We kept him there wrapped up overnight and agreed that we would take him in to be cremated in the morning. When morning came, Harriet couldn’t bear the thought of taking him in, so I said I would take him in myself, but in the meantime I’d gotten it into my head that maybe I could bring Irwin back, and that if I could bring him back, Harriet would be eternally grateful and that she would always want to be with me, and forget about any of my weirdness over the previous few weeks. We had wrapped him up in a blanket and put him in a duffle bag which I gently carried to my car and rather than taking Irwin to the vet, I took him to my laboratory. My parents weren’t home a lot so it wasn’t a surprise to come home to find the house empty and it was easy to take Irwin down to the basement unseen by anybody. I took him out of the duffle bag, unwrapped him, and placed him on the little gurney I’d created out of a metal tray and a short step ladder. I spent the next hour reading and re-reading through some of the texts, especially one written by Fyodorov to make sure I hadn’t missed something before. And just as I was about to hook Irwin up to the wiring, I realized just how wrong this was and there was a voice pointing out to me that I really didn’t know what I was doing. I looked around at all my equipment, thought about how I had acquired most of it, realized how poorly designed it all was, and that if it were possible for my chances of reviving Irwin to be less than zero, they were. I felt like an idiot and realized just how much time I had been wasting. Everything had to go, starting with Irwin, I had to wrap him up again and go do what I told Harriet that I was going to do.

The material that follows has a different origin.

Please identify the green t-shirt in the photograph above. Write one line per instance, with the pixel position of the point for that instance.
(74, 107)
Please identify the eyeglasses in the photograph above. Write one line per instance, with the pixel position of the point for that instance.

           When I stepped outside to take Irwin away, there was Harriet on my front porch. She’d decided to go for a walk and our houses were only a few blocks away from each other. From the corner she’d seen that my car was parked out front, so she came to see what I was doing. I felt the blood drain from my face and I must have looked paler than I ever had in my entire life.

           “What are you doing with Irwin?” she asked.

           I knew I had to finally tell her truth about everything, and especially about Irwin. I stumbled terribly through my entire explanation as it also covered a lot of the times I’d cut out early from her and revealed many of the times I’d lied to her about what I was doing. Naturally, she was upset and completely horrified. It didn’t matter that I hadn’t gone through with it, as that shouldn’t have mattered. That I’d gone as far as I had was incredibly disturbing to her, as it now was for me too. Everything about our relationship ended in that moment and the first thing she did after taking Irwin from my arms and taking him to be cremated was to quit her job at the sanctuary in the hopes of never having to see me anywhere again. I’ve stayed at the sanctuary, I like it there, and Harriet and I see each other around town every now and then. There’s usually a glare, but she’ll say hi and generally be polite, but our interactions typically last about five seconds, ten if she’s feeling more generous with her time. Then she goes off with that hopeless mediocrity Brandon Tully. The more that I think about it, the more I realize that my seeing her with him must be part of my deserved punishment.